Hyperhidrosis

Aluminium Preparations



Topical antiperspirants will normally have already been tried.  The most effective of these which may have not been tried are the aluminium-containing compounds. Aluminium salts are present in many over-the-counter antiperspirants, typically at concentrations of 1% to 2%.  However prescribed medications may contain aluminum chloride at a much higher concentration of up to 15% to 25%.  It is not fully understood how they work, but it is assumed that the aluminum ions in some way block the sweat gland ducts and then after a time lead to atrophy of the secretory cells.  Thus, if application is repeated on a regular basis, the effect is markedly enhanced. Therefore more severe cases of axillary or acral hyperhidrosis can be treated with Drysol (20% aluminium chloride hexahydrate dissolved in anhydrous ethyl alcohol), applied to dry skin every night and washed off in the morning, decreasing frequency of application to once per week once if sweating is brought under control.

With aluminum compounds effectiveness may be improved by covering the treated area with for example a shower cap (for scalp application), plastic wrap, and gloves or socks for hands or feet or T-shirt for axilla.
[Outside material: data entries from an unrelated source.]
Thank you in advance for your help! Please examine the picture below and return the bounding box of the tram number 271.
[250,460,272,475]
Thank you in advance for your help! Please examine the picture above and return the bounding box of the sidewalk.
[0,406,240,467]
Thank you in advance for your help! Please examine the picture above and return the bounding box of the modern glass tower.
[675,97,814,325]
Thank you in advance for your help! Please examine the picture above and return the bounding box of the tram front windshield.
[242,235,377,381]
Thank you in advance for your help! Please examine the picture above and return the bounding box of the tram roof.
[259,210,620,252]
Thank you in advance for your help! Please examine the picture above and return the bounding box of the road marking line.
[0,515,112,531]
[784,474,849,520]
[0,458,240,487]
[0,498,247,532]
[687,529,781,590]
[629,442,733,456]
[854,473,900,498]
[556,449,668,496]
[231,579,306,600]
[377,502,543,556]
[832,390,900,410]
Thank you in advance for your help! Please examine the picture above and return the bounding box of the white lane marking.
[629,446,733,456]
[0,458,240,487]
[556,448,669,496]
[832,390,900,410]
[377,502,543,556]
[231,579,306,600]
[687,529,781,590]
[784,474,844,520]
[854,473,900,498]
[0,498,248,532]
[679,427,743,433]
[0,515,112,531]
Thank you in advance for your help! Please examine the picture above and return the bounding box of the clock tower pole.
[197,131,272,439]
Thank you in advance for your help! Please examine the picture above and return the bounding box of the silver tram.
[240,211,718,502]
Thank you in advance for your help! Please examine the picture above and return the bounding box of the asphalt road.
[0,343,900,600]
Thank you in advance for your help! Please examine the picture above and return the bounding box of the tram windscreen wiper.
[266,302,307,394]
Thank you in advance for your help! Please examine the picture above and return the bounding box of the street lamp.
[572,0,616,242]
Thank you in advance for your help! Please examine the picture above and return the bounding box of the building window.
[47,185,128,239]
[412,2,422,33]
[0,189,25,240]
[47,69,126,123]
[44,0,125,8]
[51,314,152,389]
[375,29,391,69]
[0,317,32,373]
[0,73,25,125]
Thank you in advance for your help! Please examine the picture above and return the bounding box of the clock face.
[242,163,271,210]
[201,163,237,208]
Problems include skin irritation and burning pain. To minimize irritation, it is best to wash off the aluminium preparations if used at high strength.  They may help some people with palmar hyperhidrosis, but the effect usually wears off within 48 hours.

The skin should be dry before application of aluminum preparations to prevent irritating hydrochloric acid formation if moisture is present.  Washing should therefore be avoided before application. Applying just before bedtime is optimum because of the relative inactivity of sweat glands through the night.  Hydrocortisone creams may be applied to help with any minor irritation that may develop.

Astringent substances such as formaldehyde, tannic acid or glyceraldehyde are occasionally used to try and dry the skin, but skin irritation and allergic reactions are common and they may stain and sensitise the skin.